Commented by macky023 at 2008-11-16 19:30
吉田美奈子といえば…今井優子が「愛は彼方」をカバーしていましたっけ。
Commented by kaz-shin at 2008-11-16 22:19
たにぴさん、こんばんは。コメントありがとうございます。
引越しされるんですか?
3000枚ものCDやレコードの荷造りだけでも大変でしょうね!

冬になると美奈子さんが無性に聴きたくなります。
12月に入ると「頬に夜の灯」が、毎年ヘビーローテーションとなります(笑)
Commented by kaz-shin at 2008-11-16 22:23
mackyさん、こんばんは。コメントありがとうございます。
今井さんの歌う「愛は彼方」も良かったですが、米光美保さんの「恋は流星」もなかなかでした。
どちらも角松プロデュースですが、相当美奈子さんが好きだったみたいですね、角松さんは(笑)
Commented by まるいチ-ズ at 2008-11-17 07:54 x
おはようございます
やはりというか(笑)美奈子さんはアルファ時代のものがいいですねえ。
このアルバムは5枚の中では一番地味に聞こえるかもしれないのですが、サウンドが素晴らしいです。このような作り方がされているものって最近では少なくなりました。
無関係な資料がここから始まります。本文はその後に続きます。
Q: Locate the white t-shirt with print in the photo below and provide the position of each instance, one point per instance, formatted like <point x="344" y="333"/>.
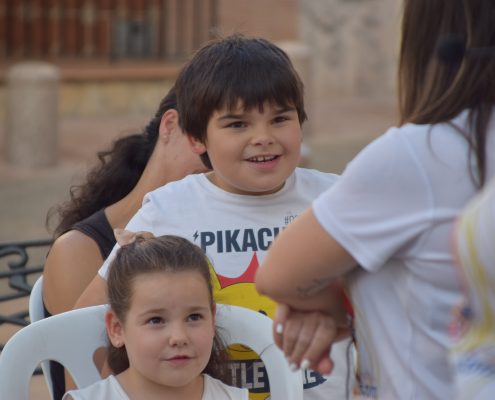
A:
<point x="235" y="231"/>
<point x="110" y="389"/>
<point x="393" y="210"/>
<point x="474" y="351"/>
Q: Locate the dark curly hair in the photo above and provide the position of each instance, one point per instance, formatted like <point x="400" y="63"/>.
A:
<point x="115" y="175"/>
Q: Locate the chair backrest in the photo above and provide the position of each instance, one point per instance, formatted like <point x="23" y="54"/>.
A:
<point x="72" y="337"/>
<point x="36" y="313"/>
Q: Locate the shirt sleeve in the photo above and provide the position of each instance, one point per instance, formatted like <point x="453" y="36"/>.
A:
<point x="381" y="202"/>
<point x="141" y="221"/>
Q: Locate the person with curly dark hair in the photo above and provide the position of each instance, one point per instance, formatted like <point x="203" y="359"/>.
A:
<point x="110" y="195"/>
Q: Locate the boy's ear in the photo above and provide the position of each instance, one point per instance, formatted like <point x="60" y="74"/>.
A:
<point x="168" y="124"/>
<point x="196" y="146"/>
<point x="115" y="329"/>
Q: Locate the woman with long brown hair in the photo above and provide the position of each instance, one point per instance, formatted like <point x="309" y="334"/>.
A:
<point x="385" y="226"/>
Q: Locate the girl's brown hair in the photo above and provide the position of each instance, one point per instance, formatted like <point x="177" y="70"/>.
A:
<point x="432" y="91"/>
<point x="168" y="253"/>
寒くなりましたので、KAZ-SHINさんもお体にお気をつけください。
Commented by kaz-shin at 2008-11-19 00:45
まるいチ-ズさん、こんばんは。コメントありがとうございます。
レスが遅くなってしまい、すみませんでした。
最近不景気だというのに何故か忙しい日々を送っております(笑)

私もアルファ時代の美奈子さんのアルバムは本当に好きですね。
緻密で凝ったコーラス・ワークが聴けるという点では、このアルバムが1番かも知れません。
ミュージシャン、エンジニアも含めてプロ集団が作ったアルバムという気がしますよね。